Girls used a modified scale, similar to the Richter scale, to shake their baking pans harder and simulate a stronger earthquake. After 5 trials of stronger and stronger quakes, students compared the resulting landslides in their journals. Larger sediments, like gravel and pebbles, were added to the sand. Students tested the effects of earthquakes with these materials and brainstormed solutions to the problem of property damage after landslides.

 

After School Spring 2017: Week 3

Weathering and Erosion

 

This week, Girlstart students (and future geologists!) reviewed physical weathering, chemical weathering, and erosion before putting different types of soils to the test!

 

 

 

 

 

 

 

 

 

 

 

 

 

 

 

Before beginning their activity, students worked together to review the difference between chemical and physical weathering. Tables volunteered their ideas, then STEM Crew leaders provided an antacid tablet for girls to observe. Students watched the tablet dissolve in a glass of water and create bubbles as an example of a chemical change. Crew leaders explained that the dissolved tablet had undergone a chemical change. Minerals in rocks can also dissolve – a common example of chemical weathering. On the other hand, physical weathering does not lead to a change in a rock’s chemical composition.

 

 

 

 

 

 

 

 

Girls were then given soil, soil with grass, and sand. Using these materials and a paper cup, students created landforms and weathered them away with water. Because of the loose grains, students found that their sand landforms weathered away more quickly than the other soil types. Finally, students evaluated the significance of their newfound knowledge as geologists. What applications can you think of for this knowledge? Some student answers included protection of homes in floodplains and prediction of landform movement over time.

 

After School ‘to Go’ Spring 2017: Week 2

Exploring the Earth

 

During this week’s activities, Girlstart students learned about skills used by geomorphologists, who study geological processes and resulting landforms. Students brushed up on vocabulary that included “deposition,” “erosion,” and “weathering,” then got to work forming their own canyon models!

 

 

 

 

 

 

 

 

 

 

 

 

 

Small groups were given different colors of sand, a tupperware box, and a cup of water to create their miniature canyons.
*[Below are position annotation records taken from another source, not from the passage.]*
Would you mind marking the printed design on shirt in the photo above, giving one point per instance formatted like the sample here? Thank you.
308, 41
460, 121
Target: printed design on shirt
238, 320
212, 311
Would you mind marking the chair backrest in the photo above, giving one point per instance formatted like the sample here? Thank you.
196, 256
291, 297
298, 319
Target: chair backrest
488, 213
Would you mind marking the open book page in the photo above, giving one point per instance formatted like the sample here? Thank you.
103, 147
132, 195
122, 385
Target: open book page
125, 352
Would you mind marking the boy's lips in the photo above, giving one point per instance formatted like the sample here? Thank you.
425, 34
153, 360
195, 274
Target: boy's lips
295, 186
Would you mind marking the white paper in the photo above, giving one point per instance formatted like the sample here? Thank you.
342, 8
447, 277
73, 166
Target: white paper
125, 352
Girls emptied out their first bag of sand in the tupperware box to represent a sea floor. Next, each bag of colored sand was laid carefully on top of another. Finally, girls had a visual demonstration of sediment layers throughout history.

 

 

 

 

 

 

 

 

 

 

 

 

Students used their water cups to create a “river” that eroded the sediments and cut through the many layers. Girls were excited to point out the different colors that were now exposed in the deep canyon, due to the weathering of the rock surface over time.